As the Fed gets deeper into its stimulus program, it's increasingly going off the map. The Fed's latest stimulus policy of choice, quantitative easing, was virtually untested when the bank undertook it, Those massive asset purchases have led to a balance sheet whose size is skyrocketing, from less than $1 trillion in 2008 to over $3 trillion now. The question facing the Fed is how much is too much: $4 trillion? $5 trillion? $10 trillion?
The answer: No one has a clue.
The Fed balance sheet is currently around 20 percent of GDP. That's not entirely unprecedented; it last hit that level when the central bank held yields on treasuries down to finance World War II. But the balance sheet held at around 5 percent from the late 1970s onward. Now, it will continue to grow well past $3 trillion, and there's no guidance on what "too big" might be.
"There is no formal theory that addresses the issues of the optimal size of central bank balance sheets versus the size of the economy," says Adolfo Laurenti, deputy chief economist at Mesirow Financial, a Chicago-based financial services firm. "We are making these things up along the way with very little guidance from economic theory."
For those who aren't monetary policy wonks, the Fed balance sheet reflects the assets it has purchased. Over the course of three rounds of quantitative easing—which some call "printing money"—the Fed has put $2 trillion dollars out into the economy by buying U.S. debt and mortgage-backed securities.

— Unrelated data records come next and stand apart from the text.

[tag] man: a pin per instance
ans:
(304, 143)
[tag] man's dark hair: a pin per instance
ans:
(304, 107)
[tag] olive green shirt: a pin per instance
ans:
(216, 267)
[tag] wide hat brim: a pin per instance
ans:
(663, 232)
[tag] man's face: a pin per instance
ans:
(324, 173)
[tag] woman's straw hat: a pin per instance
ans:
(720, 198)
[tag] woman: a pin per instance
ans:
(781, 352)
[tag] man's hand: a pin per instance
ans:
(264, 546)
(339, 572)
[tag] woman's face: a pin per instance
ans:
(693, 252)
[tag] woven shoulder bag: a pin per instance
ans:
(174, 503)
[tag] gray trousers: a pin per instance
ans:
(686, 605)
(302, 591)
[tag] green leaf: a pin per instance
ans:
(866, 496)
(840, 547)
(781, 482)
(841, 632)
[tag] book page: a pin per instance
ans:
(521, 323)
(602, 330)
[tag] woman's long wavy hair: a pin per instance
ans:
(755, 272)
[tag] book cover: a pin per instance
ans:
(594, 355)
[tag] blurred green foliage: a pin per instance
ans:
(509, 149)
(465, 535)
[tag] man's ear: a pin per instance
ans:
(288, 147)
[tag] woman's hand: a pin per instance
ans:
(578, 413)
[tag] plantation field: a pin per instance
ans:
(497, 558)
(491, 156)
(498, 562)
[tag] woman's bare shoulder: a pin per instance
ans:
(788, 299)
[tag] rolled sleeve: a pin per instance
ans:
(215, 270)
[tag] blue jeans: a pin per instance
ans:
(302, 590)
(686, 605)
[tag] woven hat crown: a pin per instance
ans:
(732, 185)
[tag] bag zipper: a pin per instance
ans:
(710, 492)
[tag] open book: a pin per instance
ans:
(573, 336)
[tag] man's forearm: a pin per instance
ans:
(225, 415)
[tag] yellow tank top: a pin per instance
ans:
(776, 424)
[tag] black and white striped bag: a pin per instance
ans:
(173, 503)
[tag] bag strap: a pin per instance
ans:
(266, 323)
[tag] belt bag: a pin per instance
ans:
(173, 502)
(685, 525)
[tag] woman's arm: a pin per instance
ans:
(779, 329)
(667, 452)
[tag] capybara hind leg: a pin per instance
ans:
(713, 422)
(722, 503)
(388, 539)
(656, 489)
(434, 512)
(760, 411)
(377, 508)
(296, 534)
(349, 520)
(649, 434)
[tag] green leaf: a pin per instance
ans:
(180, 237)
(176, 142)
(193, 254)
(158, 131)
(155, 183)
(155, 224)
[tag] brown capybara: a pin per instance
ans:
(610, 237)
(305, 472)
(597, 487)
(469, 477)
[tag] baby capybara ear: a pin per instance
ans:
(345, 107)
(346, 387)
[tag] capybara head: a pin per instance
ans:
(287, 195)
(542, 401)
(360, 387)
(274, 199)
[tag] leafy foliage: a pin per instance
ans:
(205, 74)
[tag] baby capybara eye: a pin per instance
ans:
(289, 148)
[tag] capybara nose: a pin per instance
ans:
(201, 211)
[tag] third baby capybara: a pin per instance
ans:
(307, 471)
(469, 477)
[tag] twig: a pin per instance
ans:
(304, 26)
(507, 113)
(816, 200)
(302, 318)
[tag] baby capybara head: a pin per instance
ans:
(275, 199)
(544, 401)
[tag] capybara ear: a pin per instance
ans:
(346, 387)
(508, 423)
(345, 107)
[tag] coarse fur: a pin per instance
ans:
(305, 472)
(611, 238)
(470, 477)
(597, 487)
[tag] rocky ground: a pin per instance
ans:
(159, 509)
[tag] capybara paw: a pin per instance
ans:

The chief fear that comes with quantitative easing is that all of that newly printed money will spark inflation. That has not yet happened, but it easily could. The question with no answer is—even absent hyperinflation—when has the Fed printed too much money. According to one former Fed governor, there's no real boundary on that.
"In theory there is no limit. But in practice it is limited by market participants," says Randall Kroszner, a member of the Fed's Board of Governors from 2006 through 2009, and a professor at the University of Chicago's Booth School of Business.

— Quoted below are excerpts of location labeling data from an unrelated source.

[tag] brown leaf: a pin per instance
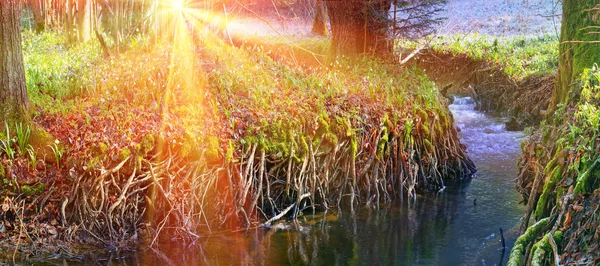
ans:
(568, 219)
(6, 204)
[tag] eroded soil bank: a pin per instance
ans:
(524, 101)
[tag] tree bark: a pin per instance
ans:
(359, 27)
(13, 89)
(319, 24)
(347, 28)
(37, 8)
(576, 53)
(84, 20)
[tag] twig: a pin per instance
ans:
(284, 212)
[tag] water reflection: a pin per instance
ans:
(445, 228)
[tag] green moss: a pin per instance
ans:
(33, 190)
(382, 143)
(543, 206)
(532, 232)
(585, 178)
(542, 248)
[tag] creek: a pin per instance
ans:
(457, 226)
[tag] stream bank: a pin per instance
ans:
(524, 101)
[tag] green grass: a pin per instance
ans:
(519, 56)
(56, 70)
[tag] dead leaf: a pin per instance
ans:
(6, 204)
(568, 219)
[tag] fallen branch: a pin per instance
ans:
(284, 212)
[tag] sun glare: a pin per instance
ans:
(178, 5)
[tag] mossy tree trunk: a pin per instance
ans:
(13, 89)
(358, 27)
(84, 20)
(319, 23)
(578, 45)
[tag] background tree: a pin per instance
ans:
(579, 47)
(370, 26)
(319, 23)
(13, 89)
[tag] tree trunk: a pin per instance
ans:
(576, 53)
(319, 23)
(13, 89)
(37, 8)
(359, 27)
(84, 20)
(347, 28)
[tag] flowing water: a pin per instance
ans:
(459, 226)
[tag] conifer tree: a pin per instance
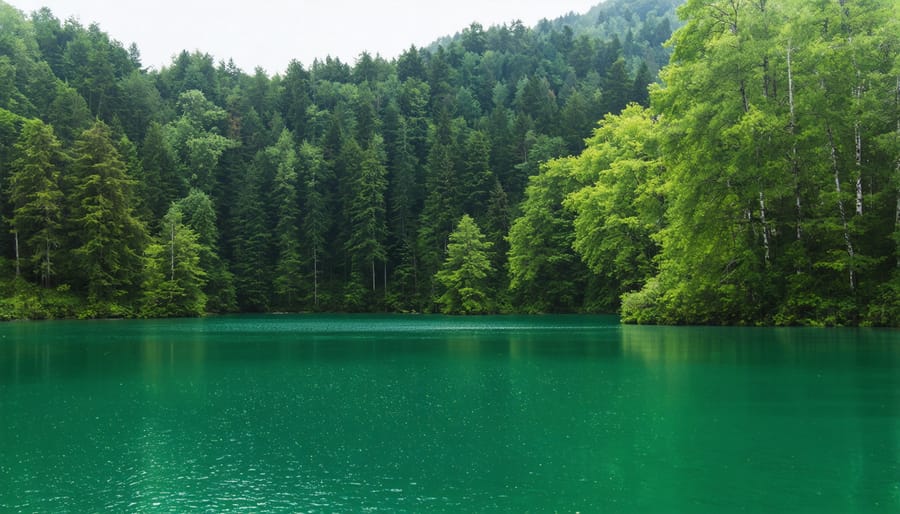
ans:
(36, 194)
(109, 238)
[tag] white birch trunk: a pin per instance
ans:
(795, 166)
(837, 185)
(18, 268)
(762, 217)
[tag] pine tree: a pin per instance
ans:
(109, 239)
(173, 278)
(466, 273)
(36, 194)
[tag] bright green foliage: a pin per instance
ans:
(314, 177)
(109, 239)
(289, 276)
(159, 183)
(617, 216)
(367, 212)
(36, 194)
(778, 190)
(466, 273)
(173, 278)
(200, 216)
(545, 273)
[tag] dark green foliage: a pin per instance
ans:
(108, 239)
(466, 273)
(173, 278)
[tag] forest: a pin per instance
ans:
(705, 162)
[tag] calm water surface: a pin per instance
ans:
(496, 414)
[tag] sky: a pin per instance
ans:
(270, 33)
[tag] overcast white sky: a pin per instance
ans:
(269, 33)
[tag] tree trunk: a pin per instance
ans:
(762, 217)
(172, 255)
(837, 185)
(858, 140)
(795, 166)
(45, 278)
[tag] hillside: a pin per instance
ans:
(333, 187)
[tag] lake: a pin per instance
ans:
(421, 413)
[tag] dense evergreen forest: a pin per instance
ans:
(755, 178)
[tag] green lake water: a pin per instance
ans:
(495, 414)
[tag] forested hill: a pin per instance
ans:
(335, 186)
(758, 184)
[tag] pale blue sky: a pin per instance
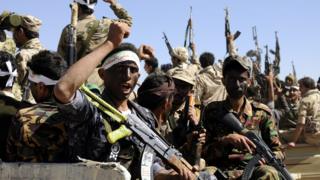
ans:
(296, 21)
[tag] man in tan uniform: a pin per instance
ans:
(209, 86)
(91, 32)
(26, 36)
(308, 113)
(179, 61)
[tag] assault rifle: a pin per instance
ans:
(266, 62)
(230, 41)
(132, 125)
(258, 50)
(262, 150)
(189, 37)
(72, 35)
(168, 44)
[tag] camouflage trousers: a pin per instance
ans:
(263, 172)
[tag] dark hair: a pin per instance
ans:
(307, 82)
(231, 64)
(49, 64)
(153, 81)
(206, 59)
(29, 34)
(152, 62)
(85, 9)
(4, 57)
(166, 67)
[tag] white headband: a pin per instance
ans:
(40, 78)
(119, 57)
(10, 72)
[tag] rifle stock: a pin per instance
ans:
(72, 35)
(231, 49)
(262, 150)
(132, 125)
(168, 44)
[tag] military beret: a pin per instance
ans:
(242, 61)
(184, 75)
(29, 22)
(181, 53)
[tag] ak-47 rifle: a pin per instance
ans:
(168, 44)
(262, 150)
(189, 36)
(266, 62)
(276, 62)
(131, 125)
(258, 50)
(294, 73)
(72, 35)
(231, 50)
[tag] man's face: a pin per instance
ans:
(183, 89)
(294, 94)
(303, 89)
(147, 68)
(236, 83)
(121, 79)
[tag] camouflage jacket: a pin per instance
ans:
(8, 46)
(8, 108)
(309, 112)
(38, 134)
(91, 32)
(209, 85)
(24, 54)
(254, 116)
(87, 133)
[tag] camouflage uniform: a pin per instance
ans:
(309, 115)
(87, 134)
(25, 53)
(8, 109)
(8, 46)
(181, 54)
(38, 134)
(91, 32)
(209, 86)
(254, 116)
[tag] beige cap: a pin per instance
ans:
(29, 22)
(184, 75)
(243, 61)
(181, 53)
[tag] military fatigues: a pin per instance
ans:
(38, 134)
(309, 115)
(8, 46)
(8, 109)
(87, 134)
(24, 54)
(209, 86)
(91, 32)
(255, 117)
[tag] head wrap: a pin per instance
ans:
(36, 78)
(121, 56)
(11, 74)
(88, 3)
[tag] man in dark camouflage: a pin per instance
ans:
(38, 133)
(8, 103)
(88, 126)
(227, 149)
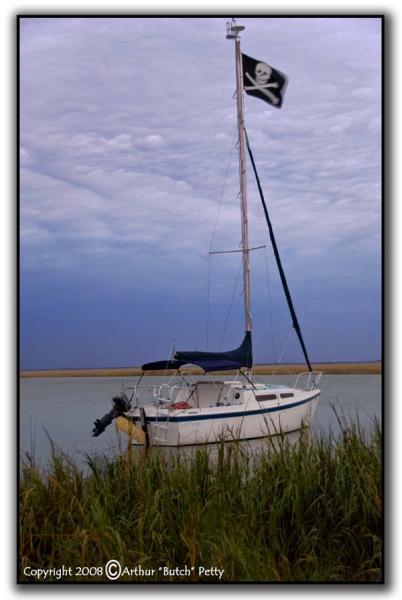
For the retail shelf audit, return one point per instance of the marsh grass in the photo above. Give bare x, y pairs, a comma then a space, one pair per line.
307, 513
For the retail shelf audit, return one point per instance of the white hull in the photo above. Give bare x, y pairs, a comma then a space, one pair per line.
247, 416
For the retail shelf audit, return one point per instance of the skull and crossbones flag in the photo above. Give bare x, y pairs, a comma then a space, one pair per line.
263, 81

If the balance sheet gets too big, says Kroszner, it could lead to a "loss of credibility" for the Fed, as people start to worry about whether the Fed can "unwind" its balance sheet—how it moves all of those treasuries and mortgages off its books. In this sense, it's not just the size of the Fed's stock of assets, but also how it gets rid of them and reels some of that money back in that matters.
"I can understand why there isn't a consensus. It's not just the size but what you do with it," says Kroszner.

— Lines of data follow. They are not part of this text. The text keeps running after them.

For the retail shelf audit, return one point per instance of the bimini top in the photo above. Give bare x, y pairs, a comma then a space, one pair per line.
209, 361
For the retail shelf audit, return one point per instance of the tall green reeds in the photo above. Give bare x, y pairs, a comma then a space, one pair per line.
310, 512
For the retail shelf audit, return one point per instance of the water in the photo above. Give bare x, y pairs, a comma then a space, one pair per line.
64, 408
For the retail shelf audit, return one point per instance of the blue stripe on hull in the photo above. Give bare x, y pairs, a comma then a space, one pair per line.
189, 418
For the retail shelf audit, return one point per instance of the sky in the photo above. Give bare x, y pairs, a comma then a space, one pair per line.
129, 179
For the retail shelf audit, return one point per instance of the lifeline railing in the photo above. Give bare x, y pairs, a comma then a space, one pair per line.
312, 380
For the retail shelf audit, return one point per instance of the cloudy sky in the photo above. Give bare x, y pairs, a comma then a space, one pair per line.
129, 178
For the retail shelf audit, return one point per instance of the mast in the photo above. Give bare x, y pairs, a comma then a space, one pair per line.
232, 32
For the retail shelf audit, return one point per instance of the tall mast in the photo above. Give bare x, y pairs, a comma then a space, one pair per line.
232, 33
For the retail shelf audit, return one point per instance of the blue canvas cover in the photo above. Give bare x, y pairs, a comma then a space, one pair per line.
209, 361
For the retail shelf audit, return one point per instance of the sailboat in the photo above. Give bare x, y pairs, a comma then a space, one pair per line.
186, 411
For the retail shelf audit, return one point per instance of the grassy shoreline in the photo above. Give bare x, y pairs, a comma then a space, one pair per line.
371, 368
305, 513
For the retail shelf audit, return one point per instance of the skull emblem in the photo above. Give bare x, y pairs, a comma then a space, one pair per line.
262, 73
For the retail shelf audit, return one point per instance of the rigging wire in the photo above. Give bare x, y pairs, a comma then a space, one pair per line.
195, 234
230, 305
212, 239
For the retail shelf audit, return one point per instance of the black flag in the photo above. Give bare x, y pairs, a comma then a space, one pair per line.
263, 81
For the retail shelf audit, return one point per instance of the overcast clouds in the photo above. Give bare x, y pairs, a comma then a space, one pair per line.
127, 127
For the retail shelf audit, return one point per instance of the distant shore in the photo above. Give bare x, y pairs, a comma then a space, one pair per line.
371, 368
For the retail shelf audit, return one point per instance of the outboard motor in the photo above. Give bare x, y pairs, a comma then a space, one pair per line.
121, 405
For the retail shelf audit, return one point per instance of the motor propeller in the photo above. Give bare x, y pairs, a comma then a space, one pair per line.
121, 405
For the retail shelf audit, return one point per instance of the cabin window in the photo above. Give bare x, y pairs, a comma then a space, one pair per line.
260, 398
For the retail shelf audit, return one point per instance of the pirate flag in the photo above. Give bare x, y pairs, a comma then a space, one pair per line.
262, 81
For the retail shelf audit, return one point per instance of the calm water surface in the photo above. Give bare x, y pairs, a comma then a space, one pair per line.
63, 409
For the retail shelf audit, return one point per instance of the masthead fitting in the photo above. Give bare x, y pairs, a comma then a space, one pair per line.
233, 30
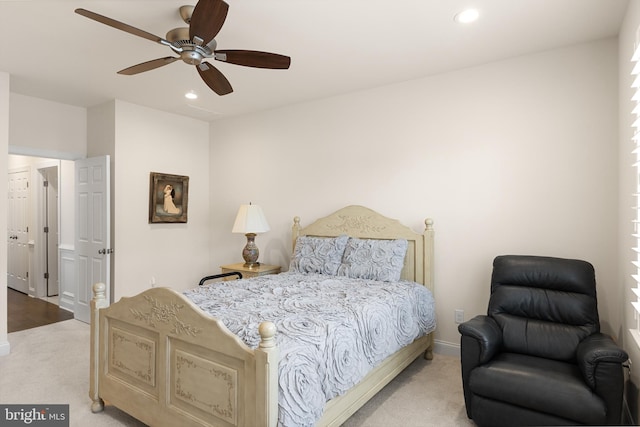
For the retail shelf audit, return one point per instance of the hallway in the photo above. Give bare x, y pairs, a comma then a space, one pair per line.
25, 312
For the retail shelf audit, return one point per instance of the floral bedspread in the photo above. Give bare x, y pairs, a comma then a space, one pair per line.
330, 330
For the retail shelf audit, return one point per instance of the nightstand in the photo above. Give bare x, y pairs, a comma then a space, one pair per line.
259, 270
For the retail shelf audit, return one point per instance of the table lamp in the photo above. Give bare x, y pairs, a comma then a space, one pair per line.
250, 221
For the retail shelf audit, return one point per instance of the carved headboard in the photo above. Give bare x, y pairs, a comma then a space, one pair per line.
364, 223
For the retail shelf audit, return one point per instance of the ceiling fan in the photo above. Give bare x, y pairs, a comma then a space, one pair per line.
196, 43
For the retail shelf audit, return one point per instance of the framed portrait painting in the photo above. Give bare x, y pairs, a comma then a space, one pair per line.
168, 197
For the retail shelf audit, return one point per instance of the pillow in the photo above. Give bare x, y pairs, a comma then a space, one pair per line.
318, 254
373, 259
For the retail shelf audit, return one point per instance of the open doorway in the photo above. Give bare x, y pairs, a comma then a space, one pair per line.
42, 216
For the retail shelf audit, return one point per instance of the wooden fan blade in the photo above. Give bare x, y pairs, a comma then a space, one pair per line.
253, 58
120, 25
207, 19
149, 65
214, 78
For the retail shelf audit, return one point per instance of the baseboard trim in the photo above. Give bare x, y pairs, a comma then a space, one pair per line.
5, 348
446, 348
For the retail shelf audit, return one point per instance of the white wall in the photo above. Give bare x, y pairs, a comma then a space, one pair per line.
47, 129
517, 156
4, 148
176, 255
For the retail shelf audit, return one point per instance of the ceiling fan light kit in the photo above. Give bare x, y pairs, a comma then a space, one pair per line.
196, 43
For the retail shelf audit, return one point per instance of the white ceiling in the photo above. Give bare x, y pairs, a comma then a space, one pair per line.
336, 46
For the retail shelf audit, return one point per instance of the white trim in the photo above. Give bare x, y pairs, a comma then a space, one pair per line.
39, 152
5, 348
446, 348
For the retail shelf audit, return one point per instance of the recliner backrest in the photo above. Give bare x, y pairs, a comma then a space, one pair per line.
545, 306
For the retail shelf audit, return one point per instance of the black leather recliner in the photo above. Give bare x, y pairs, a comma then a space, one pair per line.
538, 357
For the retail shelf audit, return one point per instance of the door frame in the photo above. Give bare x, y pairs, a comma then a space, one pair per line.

Thus far, banks have been sitting on roughly half of that money that the Fed has churned out, rather than lending it. That reluctance has limited the risk of inflation. But once inflation picks up, that could be a signal that it's time to pull back, and by that time, it may be too late.
In short, the problem of the Fed's balance sheet is more one of timing than of size.
"Typically the Fed has done two mistakes in exit strategies: they started too late, letting some imbalances build up too much," says Laurenti. When that happens, he says, the Fed is then forced to "engineer a recession of sorts," moving interest rates up to stop inflation from overheating, thereby also putting the brakes on growth.
For now, the balance sheet is just going to keep growing; the central bank's open market committee, the arm that sets interest rates, elected in its meeting this week to stay the course on QE3, buying $85 billion in assets each month, and indicated that it has no intention of stopping in the near future.
As that monthly $85 billion adds to the Fed's balance sheet, it makes the potential for a botched exit even bigger. In Laurenti's opinion, that's reason to be cautious.